Search algorithms are something that I have not had to consider much when building full stack applications, but they are an important component of programming as they are frequently discussed in interviews. I am going to run through the differences between depth first and breadth first search and discuss when each is optimally used.
BFS stands for breadth first search. This method of search finds the shortest path to the target value, but is typically slower than depth first search. BFS utilizes a queue data structure to store values visited. It follows a 'first in first out' method and travels to each adjacent value before moving deeper. To demonstrate, I've created a sample "tree". A BFS search of the following tree will visit the nodes in alphabetical order:
A / \ B C / \ / \ D E F G
DFS stands for depth first search. This method of search examines each value in a branch then moves to an adjacent branch. DFS utilizes a stack data structure to store values visited. After each value in a branch has been visited, all values are popped from the stack before moving to an adjacent branch. As with the example above, a DFS search of the following tree will visit the nodes in alphabetical order:
A / \ B E / \ / \ C D F G
BFS performs better when searching values that are closer to the source. DFS is a better option when searching values that may be further from the source and is typically the safer choice.
Because BFS searches each neighbor first, it is not an ideal solution for decision making trees. DFS is a better solution for decision making trees because once a value is targeted you will be interested in the paths that extend from that value.
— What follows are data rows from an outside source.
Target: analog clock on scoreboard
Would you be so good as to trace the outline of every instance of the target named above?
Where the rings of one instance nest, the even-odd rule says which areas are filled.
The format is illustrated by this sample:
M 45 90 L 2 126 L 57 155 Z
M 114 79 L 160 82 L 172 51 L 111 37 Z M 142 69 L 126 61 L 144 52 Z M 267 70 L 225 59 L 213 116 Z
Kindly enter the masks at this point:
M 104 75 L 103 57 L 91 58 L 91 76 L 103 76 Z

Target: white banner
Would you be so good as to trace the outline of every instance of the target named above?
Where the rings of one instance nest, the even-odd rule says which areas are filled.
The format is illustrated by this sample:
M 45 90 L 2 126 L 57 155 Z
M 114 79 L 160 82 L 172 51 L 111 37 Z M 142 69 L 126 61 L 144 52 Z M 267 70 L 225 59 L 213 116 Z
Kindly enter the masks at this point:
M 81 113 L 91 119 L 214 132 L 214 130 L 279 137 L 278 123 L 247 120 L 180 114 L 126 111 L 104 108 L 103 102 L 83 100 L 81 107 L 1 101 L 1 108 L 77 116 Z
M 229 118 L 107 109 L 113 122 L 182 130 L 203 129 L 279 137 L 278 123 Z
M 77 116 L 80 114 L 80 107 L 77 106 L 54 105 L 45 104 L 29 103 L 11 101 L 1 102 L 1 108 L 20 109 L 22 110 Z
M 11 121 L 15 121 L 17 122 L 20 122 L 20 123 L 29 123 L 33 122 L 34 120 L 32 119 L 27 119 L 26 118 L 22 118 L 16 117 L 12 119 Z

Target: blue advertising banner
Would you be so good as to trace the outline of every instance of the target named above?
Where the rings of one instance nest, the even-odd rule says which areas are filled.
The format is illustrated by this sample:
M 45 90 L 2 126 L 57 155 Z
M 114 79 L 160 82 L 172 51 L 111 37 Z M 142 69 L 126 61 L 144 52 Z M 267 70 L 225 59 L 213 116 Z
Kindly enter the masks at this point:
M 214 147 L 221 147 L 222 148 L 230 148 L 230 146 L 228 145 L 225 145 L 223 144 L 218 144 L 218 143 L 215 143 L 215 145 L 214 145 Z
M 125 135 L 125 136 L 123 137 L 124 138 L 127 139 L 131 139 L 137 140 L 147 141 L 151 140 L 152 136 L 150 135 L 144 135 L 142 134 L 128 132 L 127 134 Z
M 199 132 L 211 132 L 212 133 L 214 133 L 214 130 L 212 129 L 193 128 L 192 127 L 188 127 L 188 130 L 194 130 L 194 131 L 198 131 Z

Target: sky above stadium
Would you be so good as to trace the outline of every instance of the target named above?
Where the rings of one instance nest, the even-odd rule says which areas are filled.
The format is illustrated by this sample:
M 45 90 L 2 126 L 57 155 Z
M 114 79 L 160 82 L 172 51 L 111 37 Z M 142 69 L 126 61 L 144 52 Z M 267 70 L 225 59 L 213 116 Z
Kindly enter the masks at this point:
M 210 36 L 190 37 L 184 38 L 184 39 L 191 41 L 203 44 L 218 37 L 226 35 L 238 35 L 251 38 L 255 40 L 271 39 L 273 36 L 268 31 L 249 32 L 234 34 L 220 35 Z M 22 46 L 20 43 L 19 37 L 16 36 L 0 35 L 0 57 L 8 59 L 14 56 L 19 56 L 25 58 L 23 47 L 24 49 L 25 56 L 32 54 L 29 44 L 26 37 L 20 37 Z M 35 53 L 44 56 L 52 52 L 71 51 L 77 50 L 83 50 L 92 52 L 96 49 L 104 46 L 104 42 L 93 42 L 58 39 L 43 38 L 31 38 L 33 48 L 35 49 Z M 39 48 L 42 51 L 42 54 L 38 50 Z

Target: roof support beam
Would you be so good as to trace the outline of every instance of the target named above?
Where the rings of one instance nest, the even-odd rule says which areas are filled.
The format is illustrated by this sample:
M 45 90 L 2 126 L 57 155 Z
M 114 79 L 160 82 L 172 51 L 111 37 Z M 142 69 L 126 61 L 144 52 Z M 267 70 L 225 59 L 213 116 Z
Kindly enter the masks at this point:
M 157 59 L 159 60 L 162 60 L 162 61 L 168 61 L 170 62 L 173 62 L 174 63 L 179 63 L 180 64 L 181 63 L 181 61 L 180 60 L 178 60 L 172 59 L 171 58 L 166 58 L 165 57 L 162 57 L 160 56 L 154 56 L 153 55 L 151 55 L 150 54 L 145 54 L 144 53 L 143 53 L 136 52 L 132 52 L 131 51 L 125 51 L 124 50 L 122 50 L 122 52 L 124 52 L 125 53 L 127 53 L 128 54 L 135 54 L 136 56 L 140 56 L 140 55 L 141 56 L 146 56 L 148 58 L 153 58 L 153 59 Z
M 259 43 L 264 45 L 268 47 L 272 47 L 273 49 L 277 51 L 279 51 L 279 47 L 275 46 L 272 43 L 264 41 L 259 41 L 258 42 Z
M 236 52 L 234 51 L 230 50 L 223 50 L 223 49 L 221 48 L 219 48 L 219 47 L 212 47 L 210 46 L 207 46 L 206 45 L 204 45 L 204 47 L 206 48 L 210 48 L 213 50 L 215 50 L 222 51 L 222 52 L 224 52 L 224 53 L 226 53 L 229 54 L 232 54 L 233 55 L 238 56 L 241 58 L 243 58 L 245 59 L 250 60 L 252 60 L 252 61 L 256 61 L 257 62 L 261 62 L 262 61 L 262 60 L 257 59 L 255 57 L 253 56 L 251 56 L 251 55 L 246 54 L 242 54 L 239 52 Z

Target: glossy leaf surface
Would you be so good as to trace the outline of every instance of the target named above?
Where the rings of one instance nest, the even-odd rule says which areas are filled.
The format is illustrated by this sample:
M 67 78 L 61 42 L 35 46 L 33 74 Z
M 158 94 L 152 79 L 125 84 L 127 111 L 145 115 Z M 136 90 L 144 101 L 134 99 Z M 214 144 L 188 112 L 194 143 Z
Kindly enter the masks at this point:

BFS and DFS are the most elementary examples of search algorithms; they can become much more intricate and complex. Determining which algorithm is best depends on many factors, such as the ordering of the data (is it sorted? roughly sorted? in random order), and the structure of the data (is it hierarchical?). It is also important to recognize the constraints of the system running your search program: is it memory-sensitive, or CPU-sensitive? In short, there is no universal "best" search algorithm - but luckily, this isn't a new problem in the computer science community, so there are many resources to help make this decision.